IQSS / dataverse

Open source research data repository software
http://dataverse.org
Other
876 stars 484 forks source link

Spike: Review use of Dublin Core date metadata in dataset page HTML metatags and in DC metadata published over OAI-PMH #9288

Open jggautier opened 1 year ago

jggautier commented 1 year ago

I was updating the Dataverse metadata crosswalk to account for metadata mapping changes added in Dataverse v5.12.1, and I noticed how the Dublin Core Elements Date property now contains different dates depending on how the metadata is published.

How Dublin Core Elements' Date property is used in Dataverse

Dataverse publishes dataset metadata using Dublin Core Elements in two ways:

Change in v5.12.1 to improve metadata published over OAI-PMH

The two screenshots above show metadata for a dataset with no Production Date, and the Publication Date, 2023-01-11, is used in the DC Elements' Date property in the record published in the OAI-PMH feed and in the dataset page's HTML metatags.

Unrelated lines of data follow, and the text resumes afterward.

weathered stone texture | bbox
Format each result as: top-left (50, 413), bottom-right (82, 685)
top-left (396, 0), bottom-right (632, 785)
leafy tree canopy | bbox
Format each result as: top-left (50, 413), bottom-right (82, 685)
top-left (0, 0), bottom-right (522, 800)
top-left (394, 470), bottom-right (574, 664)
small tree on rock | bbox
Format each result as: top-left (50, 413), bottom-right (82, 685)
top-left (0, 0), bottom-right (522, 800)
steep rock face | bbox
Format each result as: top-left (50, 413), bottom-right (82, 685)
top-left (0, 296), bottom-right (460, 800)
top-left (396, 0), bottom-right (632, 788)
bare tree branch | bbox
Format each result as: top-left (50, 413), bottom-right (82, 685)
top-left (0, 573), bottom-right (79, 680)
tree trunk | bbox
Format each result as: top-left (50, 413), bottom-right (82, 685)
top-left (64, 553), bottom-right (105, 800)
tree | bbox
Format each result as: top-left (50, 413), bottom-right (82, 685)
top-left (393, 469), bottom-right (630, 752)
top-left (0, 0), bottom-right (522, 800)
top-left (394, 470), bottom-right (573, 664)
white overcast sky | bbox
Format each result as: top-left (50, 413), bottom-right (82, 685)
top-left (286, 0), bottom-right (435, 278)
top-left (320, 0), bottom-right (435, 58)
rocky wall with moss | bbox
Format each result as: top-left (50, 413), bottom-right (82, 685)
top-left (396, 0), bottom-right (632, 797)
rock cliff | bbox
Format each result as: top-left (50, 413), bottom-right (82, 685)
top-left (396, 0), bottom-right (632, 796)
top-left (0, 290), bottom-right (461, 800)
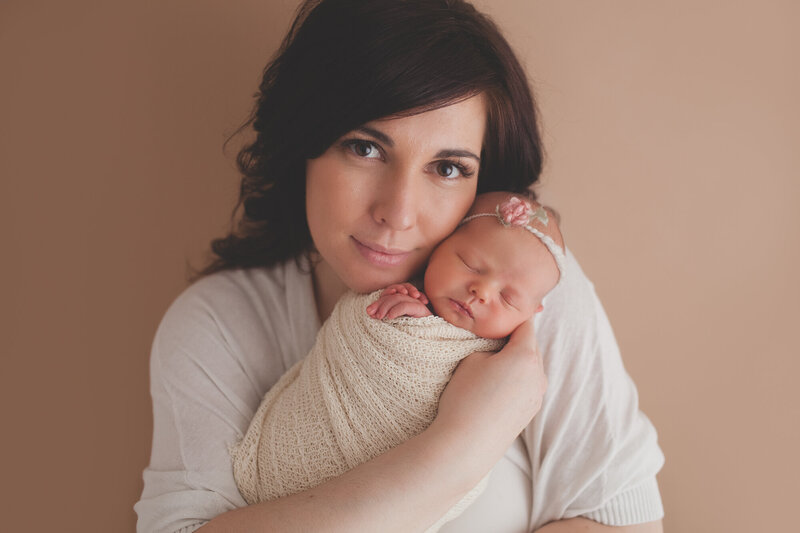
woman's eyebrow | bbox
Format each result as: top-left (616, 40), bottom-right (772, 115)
top-left (355, 126), bottom-right (481, 163)
top-left (436, 150), bottom-right (481, 163)
top-left (356, 126), bottom-right (394, 147)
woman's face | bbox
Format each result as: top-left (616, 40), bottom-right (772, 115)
top-left (306, 95), bottom-right (486, 292)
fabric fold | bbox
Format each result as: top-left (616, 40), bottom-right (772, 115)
top-left (230, 292), bottom-right (503, 531)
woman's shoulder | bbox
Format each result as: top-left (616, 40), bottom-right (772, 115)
top-left (151, 261), bottom-right (318, 389)
top-left (542, 248), bottom-right (597, 320)
top-left (535, 245), bottom-right (619, 364)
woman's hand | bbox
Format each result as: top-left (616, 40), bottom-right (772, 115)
top-left (431, 319), bottom-right (547, 474)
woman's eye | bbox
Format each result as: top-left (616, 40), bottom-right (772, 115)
top-left (345, 139), bottom-right (381, 159)
top-left (436, 161), bottom-right (464, 178)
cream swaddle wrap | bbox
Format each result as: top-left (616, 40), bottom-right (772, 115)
top-left (231, 292), bottom-right (503, 531)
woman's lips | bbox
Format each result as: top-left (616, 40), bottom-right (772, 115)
top-left (450, 298), bottom-right (473, 318)
top-left (350, 236), bottom-right (411, 266)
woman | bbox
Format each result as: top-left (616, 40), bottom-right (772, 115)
top-left (135, 0), bottom-right (663, 533)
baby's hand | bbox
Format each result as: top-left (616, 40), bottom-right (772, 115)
top-left (367, 283), bottom-right (431, 320)
top-left (381, 283), bottom-right (428, 305)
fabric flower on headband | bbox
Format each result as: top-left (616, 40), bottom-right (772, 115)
top-left (461, 196), bottom-right (566, 281)
top-left (496, 196), bottom-right (548, 227)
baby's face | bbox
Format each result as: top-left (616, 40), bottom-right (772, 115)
top-left (425, 217), bottom-right (559, 339)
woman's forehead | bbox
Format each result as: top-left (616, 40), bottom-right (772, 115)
top-left (356, 95), bottom-right (486, 150)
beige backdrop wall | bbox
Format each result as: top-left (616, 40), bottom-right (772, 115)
top-left (0, 0), bottom-right (800, 533)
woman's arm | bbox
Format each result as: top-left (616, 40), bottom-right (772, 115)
top-left (535, 518), bottom-right (664, 533)
top-left (201, 318), bottom-right (546, 533)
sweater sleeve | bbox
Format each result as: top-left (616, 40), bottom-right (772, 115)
top-left (134, 272), bottom-right (312, 533)
top-left (523, 253), bottom-right (664, 530)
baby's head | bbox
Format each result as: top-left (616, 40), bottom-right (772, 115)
top-left (425, 192), bottom-right (564, 339)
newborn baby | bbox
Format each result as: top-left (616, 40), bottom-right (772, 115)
top-left (231, 189), bottom-right (564, 532)
top-left (367, 192), bottom-right (564, 339)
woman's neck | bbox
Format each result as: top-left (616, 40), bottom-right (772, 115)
top-left (311, 258), bottom-right (347, 322)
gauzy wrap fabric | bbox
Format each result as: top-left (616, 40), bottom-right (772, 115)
top-left (231, 292), bottom-right (503, 531)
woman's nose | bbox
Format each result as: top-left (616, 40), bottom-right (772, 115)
top-left (372, 168), bottom-right (423, 231)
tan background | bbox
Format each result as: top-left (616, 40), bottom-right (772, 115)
top-left (0, 0), bottom-right (800, 533)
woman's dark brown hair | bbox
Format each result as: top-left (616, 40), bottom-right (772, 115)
top-left (191, 0), bottom-right (542, 277)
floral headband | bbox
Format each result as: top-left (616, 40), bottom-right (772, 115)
top-left (461, 196), bottom-right (565, 280)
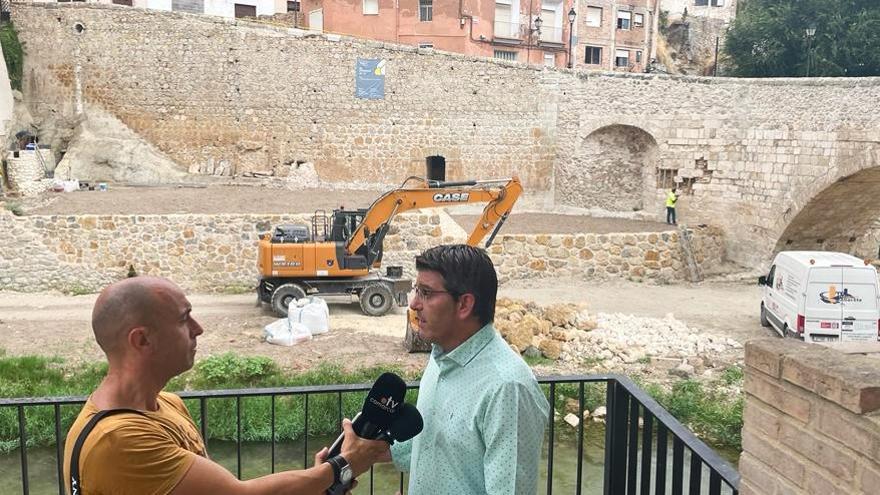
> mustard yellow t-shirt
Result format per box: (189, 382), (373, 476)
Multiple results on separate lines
(64, 392), (207, 495)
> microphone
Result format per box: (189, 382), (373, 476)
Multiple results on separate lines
(376, 404), (425, 444)
(327, 373), (406, 459)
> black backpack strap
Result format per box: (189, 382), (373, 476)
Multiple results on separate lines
(70, 409), (144, 495)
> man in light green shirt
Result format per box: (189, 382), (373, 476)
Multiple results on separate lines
(391, 245), (550, 495)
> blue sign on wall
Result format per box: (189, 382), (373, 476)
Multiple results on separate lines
(354, 58), (385, 100)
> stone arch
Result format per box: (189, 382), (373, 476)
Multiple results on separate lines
(554, 124), (658, 211)
(773, 164), (880, 259)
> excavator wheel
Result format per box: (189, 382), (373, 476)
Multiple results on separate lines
(272, 284), (306, 318)
(360, 284), (394, 316)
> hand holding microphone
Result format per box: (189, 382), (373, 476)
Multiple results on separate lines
(326, 373), (423, 495)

In v5.12.1 (https://github.com/IQSS/dataverse/pull/8733), when Dataverse publishes dataset metadata over OAI-PMH and when that dataset has no Production Date, logic was added to use a dataset's Publication Date for the DC Date property. This ensures there's always a dc:date in metadata published over OAI-PMH using Dublin Core Elements (oai_dc), so that when that metadata is harvested, the harvester is able to display a date for the dataset that gives people some idea about when the data in the dataset was made available.

But when a dataset does have a Production Date, as with the dataset at https://doi.org/10.7910/DVN/ONIAZI, the date in the dc:date property is different:

Purpose of HTML metatags versus purpose of OAI-PMH The metatags were added in v4.7 (https://github.com/IQSS/dataverse/issues/1393) to improve "Zotero/Endnote import, search engine discoverability, and support for citation tracking tools like Altmetrics". I think publishing metadata over OAI-PMH serves a similar purpose, making metadata discoverable in different places.

Questions Does the Dataverse community agree that in both cases, when Dataverse publishes metadata over OAI-PMH and in dataset page metatags, it should prefer using Production Date in the dc:date property, and use the Publication Date only when there's no Production Date?

If so, I suggest we use this logic for each dataset page's metatags. That would mean that for the example dataset that has a Production Date, the DC.date in the dataset page's metatags would also use the Production Date (2018-11-24).

Definition of done: The community is able to review how Dataverse uses Publication Dates and Production Dates when publishing metadata in different ways and decide if the current logic is okay or should be changed.

If the logic should be changed, we could open another GitHub issue to describe the changes and track changes we need to make to the software.

jggautier commented 1 month ago

I've revisited this GitHub issue as part of an effort to review and prioritize work proposed in GitHub issues in the IQSS/Dataverse repo that have been opened for years (https://github.com/IQSS/dataverse-pm/issues/114).

I verified that what I described in this issue is still accurate as of the latest Dataverse release, v6.2, and edited the title and description a little for clarity.